Forget this is fake.

Forget everything except the way she feels against me.

"Nash and I are happy," she says, but she's still looking at me. "That's all that matters."

Her mother makes a soft noise that might be agreement or protest.

Her father clears his throat. "And what is it you do, Nash?"

I drag my eyes away from Claire and look at him.

"Odd jobs," I say. "Construction, repairs. Whatever people need."

"So, you're a handyman."

It's not a question. It's a judgment.

"Something like that."

"And before that?"

"Firefighter."

That makes him pause. Just for a second.

"Retired?"

"Yeah."

"Why?"

Because my knees gave out. Because I couldn't breathe right anymore. Because I watched my captain die and I couldn't save him.

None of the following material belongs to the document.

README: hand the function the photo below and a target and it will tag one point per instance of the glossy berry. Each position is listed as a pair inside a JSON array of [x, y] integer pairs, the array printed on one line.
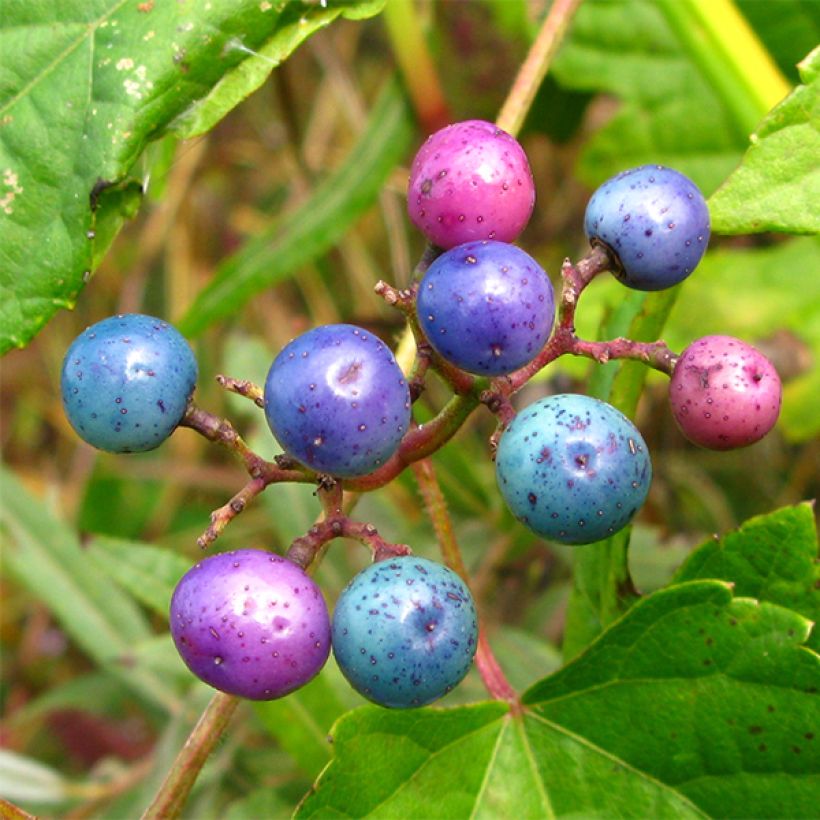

"Body couldn't handle it anymore," I say instead.

Claire's hand comes up to rest on my chest, right over the scar that no one can see through my shirt.

"He's a hero," she says firmly. "He saved people."

Her mother's expression softens. Just a fraction. Her father still looks like he's calculating my net worth and finding it lacking.

"Well," her mother says. "This is certainly... unexpected."

"Life's full of surprises," Claire says.

She's still touching me. Her hand is warm through my shirt and I can feel my heartbeat kick up under her palm.

Can she feel it too? Does she know what she's doing to me?

Her father checks his watch. "We should go get settled at the hotel. We'll take you both to dinner tonight. Seven o'clock?"

"We'd love that," Claire says.

No, we wouldn't, I think. But I nod anyway. Because she asked.

And I'd follow her straight into hell if that's where she needed me to go.